Maior detenção da PIDE em Cabo Verde foi há 50 anos

18 de agosto de 2020

A 19 de agosto de 1970, militantes do PAIGC assaltaram o navio Pérola do Oceano, aliciados por promessas de uma luta armada em Cabo Verde. Foi o dia em que a secreta portuguesa realizou a maior detenção no arquipélago.

Campo de Concentração do Tarrafal: "um sítio planificado e construído para fazer sofrer as pessoas", nas palavras de Pedro MartinsFoto: DW/Madalena Sampaio

"Uma armadilha." É desta forma que Pedro Martins recorda o dia em que um grupo de militantes do Partido Africano para a Independência da Guiné e Cabo Verde (PAIGC) tomou de assalto o navio Pérola do Oceano, na ilha de Santiago. O objetivo era chegar ao Senegal, onde seriam treinados, e participar ativamente na luta pela independência do arquipélago. Mas o plano afundou-se ali mesmo no porto de Rincão, em Santa Catarina.

Em vez disso, o dia 19 de agosto de 1970 tornou-se no dia em que a Polícia Internacional e de Defesa do Estado (PIDE), a polícia política portuguesa, realizou a maior detenção de militantes do PAIGC em Cabo Verde.

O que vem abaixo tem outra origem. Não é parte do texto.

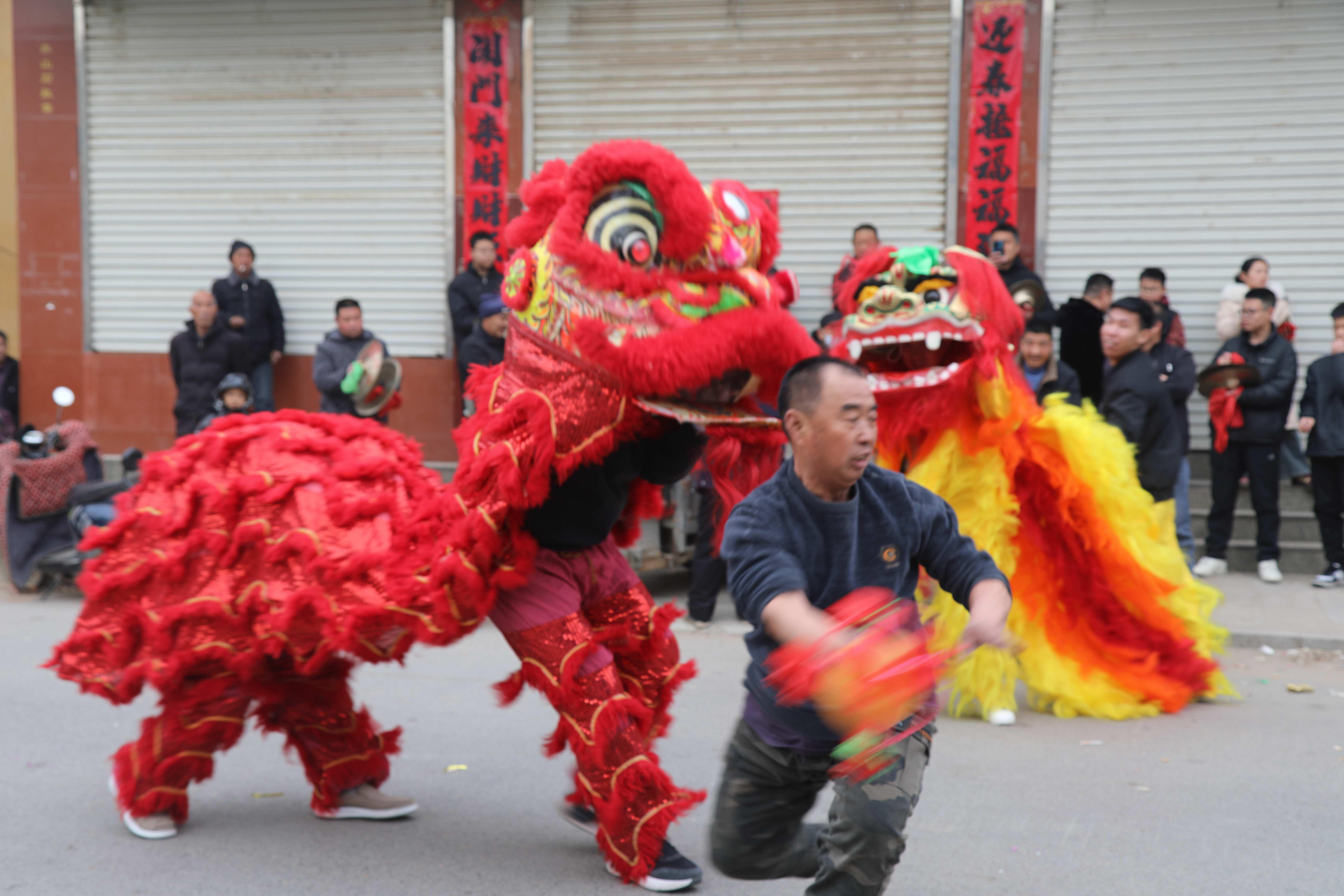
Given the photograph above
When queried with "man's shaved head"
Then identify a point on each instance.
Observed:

Segundo Pedro Martins, na altura um militante do PAIGC de apenas 19 anos, a "armadilha" foi preparada por um cabo-verdiano, que se fazia passar por coronel do PAIGC, mas que na verdade estava ao serviço da PIDE. José Reis Borges terá aliciado os 11 militantes do partido que integraram o assalto com a promessa de trazer a luta armada para Cabo Verde, um desejo antigo na ilha.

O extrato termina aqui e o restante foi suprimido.